Rencananya, para PPK akan mendapatkan bimbingan teknis (Bimtek) setelah rekrutmen Panitia Pemungutan Suara (PPS) selesai, dan diluncurkannya maskot serta _jingle_ Pilkada Kabupaten Garut.
“Kami KPU berharap kawan-kawan PPK segera menyesuaikan diri, membaca setiap peraturan perundang-undangan, peraturan KPU, keputusan KPU, agar dalam melaksanakan tugas dan wewenang mereka berpedoman terhadap peraturan dan perundang-undangan tersebut,” ungkap Dian.
Dian juga menekankan pentingnya memahami Peraturan KPU 8 Tahun 2022 tentang badan adhoc, yang mencakup tugas, fungsi, dan wewenang PPK dan PPS.

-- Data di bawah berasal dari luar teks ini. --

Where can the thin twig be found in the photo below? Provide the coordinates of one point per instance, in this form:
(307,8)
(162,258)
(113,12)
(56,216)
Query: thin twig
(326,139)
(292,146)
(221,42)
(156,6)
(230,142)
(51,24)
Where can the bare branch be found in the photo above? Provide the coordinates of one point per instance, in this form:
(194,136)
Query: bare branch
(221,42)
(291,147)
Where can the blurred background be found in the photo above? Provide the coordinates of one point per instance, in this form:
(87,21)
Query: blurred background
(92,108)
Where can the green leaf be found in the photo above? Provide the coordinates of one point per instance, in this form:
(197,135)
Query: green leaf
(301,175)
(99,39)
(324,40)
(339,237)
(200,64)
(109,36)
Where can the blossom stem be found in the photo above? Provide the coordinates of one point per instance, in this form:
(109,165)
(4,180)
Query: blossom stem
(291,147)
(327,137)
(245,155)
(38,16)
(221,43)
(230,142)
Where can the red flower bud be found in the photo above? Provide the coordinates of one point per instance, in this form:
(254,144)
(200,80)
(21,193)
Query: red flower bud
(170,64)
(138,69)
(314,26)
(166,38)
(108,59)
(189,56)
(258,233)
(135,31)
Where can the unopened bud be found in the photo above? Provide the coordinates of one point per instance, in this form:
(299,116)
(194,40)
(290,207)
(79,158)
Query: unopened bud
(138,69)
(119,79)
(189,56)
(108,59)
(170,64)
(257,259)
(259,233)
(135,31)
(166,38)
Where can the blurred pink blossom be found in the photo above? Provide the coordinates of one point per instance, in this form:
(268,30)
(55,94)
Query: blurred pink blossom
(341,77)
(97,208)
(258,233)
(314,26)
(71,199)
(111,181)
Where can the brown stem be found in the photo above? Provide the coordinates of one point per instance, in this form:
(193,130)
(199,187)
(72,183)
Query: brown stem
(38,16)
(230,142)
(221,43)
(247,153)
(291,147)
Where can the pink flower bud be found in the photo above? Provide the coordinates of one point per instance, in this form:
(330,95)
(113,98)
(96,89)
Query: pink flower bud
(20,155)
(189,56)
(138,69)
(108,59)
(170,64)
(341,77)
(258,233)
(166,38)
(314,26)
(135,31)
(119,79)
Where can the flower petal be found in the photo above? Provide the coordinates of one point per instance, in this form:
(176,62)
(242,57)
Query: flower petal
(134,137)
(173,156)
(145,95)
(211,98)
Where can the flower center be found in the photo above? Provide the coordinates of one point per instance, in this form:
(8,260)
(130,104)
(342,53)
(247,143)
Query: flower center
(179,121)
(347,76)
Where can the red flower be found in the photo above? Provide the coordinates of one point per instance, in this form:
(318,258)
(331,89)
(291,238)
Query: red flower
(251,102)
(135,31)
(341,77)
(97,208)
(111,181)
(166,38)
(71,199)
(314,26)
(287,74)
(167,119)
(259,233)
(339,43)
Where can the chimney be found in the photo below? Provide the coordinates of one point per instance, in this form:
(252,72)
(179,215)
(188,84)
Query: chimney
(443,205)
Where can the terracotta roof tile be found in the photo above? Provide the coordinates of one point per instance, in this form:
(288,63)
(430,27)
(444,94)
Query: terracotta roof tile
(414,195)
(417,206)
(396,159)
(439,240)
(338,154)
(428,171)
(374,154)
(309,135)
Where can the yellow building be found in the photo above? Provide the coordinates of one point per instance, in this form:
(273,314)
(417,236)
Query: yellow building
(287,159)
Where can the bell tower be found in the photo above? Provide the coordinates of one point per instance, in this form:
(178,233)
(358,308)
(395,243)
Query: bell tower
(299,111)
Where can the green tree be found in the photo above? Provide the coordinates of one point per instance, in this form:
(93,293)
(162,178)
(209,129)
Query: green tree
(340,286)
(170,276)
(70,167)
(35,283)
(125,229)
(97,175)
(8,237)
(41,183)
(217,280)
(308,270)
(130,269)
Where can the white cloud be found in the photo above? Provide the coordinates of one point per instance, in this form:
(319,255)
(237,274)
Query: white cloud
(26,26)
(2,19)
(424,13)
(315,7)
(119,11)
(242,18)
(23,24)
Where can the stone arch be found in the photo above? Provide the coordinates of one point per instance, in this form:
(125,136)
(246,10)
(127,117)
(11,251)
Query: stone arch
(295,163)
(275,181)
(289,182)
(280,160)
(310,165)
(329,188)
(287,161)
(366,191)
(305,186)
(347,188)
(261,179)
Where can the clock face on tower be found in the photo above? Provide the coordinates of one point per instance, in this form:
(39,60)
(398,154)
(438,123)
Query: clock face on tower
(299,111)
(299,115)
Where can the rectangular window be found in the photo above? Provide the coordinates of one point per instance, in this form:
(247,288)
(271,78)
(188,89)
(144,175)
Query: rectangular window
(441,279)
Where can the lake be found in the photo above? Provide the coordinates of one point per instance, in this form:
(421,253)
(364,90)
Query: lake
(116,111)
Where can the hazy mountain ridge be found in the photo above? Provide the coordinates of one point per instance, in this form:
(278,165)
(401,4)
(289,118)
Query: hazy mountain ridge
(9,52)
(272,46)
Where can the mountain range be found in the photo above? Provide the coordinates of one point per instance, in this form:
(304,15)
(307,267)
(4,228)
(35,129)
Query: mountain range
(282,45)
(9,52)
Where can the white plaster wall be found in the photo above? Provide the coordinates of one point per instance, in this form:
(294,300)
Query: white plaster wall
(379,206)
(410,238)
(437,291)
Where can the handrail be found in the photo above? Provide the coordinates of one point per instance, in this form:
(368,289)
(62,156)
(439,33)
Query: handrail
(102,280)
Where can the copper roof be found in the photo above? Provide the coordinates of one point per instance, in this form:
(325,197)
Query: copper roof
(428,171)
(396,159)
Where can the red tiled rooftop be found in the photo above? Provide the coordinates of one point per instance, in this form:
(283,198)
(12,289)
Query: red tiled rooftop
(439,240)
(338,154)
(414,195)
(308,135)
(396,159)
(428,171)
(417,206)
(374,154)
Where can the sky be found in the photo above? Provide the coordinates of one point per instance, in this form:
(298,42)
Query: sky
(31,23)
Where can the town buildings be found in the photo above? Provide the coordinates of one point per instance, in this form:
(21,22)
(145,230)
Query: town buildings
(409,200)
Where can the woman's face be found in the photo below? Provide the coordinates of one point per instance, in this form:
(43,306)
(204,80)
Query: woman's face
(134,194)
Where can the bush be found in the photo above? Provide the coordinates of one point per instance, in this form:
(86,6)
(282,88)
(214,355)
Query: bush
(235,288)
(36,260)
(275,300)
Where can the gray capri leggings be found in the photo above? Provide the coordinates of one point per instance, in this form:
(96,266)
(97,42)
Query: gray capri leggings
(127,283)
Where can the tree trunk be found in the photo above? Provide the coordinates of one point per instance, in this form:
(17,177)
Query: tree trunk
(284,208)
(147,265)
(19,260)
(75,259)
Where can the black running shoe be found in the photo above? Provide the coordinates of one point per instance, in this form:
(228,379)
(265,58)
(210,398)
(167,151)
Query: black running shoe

Melalui persiapan ini, Dian berharap proses pelaksanaan Pilkada di Kabupaten Garut berjalan lancar, aman, berkepastian hukum, serta sesuai prosedur dan peraturan perundang-undangan.
Ketua Divisi (Kadiv) Hukum dan Pengawasan KPU Provinsi Jawa Barat, Aneu Nursifah, berpesan agar para PPK yang dilantik bisa segera menyesuaikan diri dan memahami peraturan yang ada terkait tugas, wewenang, serta kewajiban PPK, termasuk Undang-Undang Nomor 7 Tahun 2017 tentang Pemilihan Umum.
“Silahkan mulai dibuka dan dipahami, jadi memahami bukan hanya membaca atau menghafal. Kalau menghafal, saya yakin yang hadir di sini kemarin saat tes wawancara pasti sudah menghafal semua, tapi bagaimana memahami karena ini langsung kita _running_, kita harus langsung bekerja,” ujar Aneu.
Ia mengungkapkan bahwa di Jawa Barat ada sekitar 3.135 PPK yang dilantik, tersebar di 627 kecamatan di 27 kabupaten/kota di Provinsi Jawa Barat.
Aneu juga menerangkan bahwa setelah dilantik, perjalanan PPK tidak selalu mulus, akan ada cobaan dan godaan yang harus dihadapi.
“Saya 12 tahun yang lalu sama seperti bapak ibu yang hadir di sini. Saya sama-sama pernah dilantik menjadi anggota PPK. Godaan dan cobaan itu bukan hanya datang kepada bapak-bapak KPU kabupaten/kota, bukan hanya kepada KPU provinsi, tapi mungkin esok lusa datang pada ibu dan bapak yang dilantik hari ini. Namun, semuanya harus diawali dengan niat yang baik,”kata Aneu.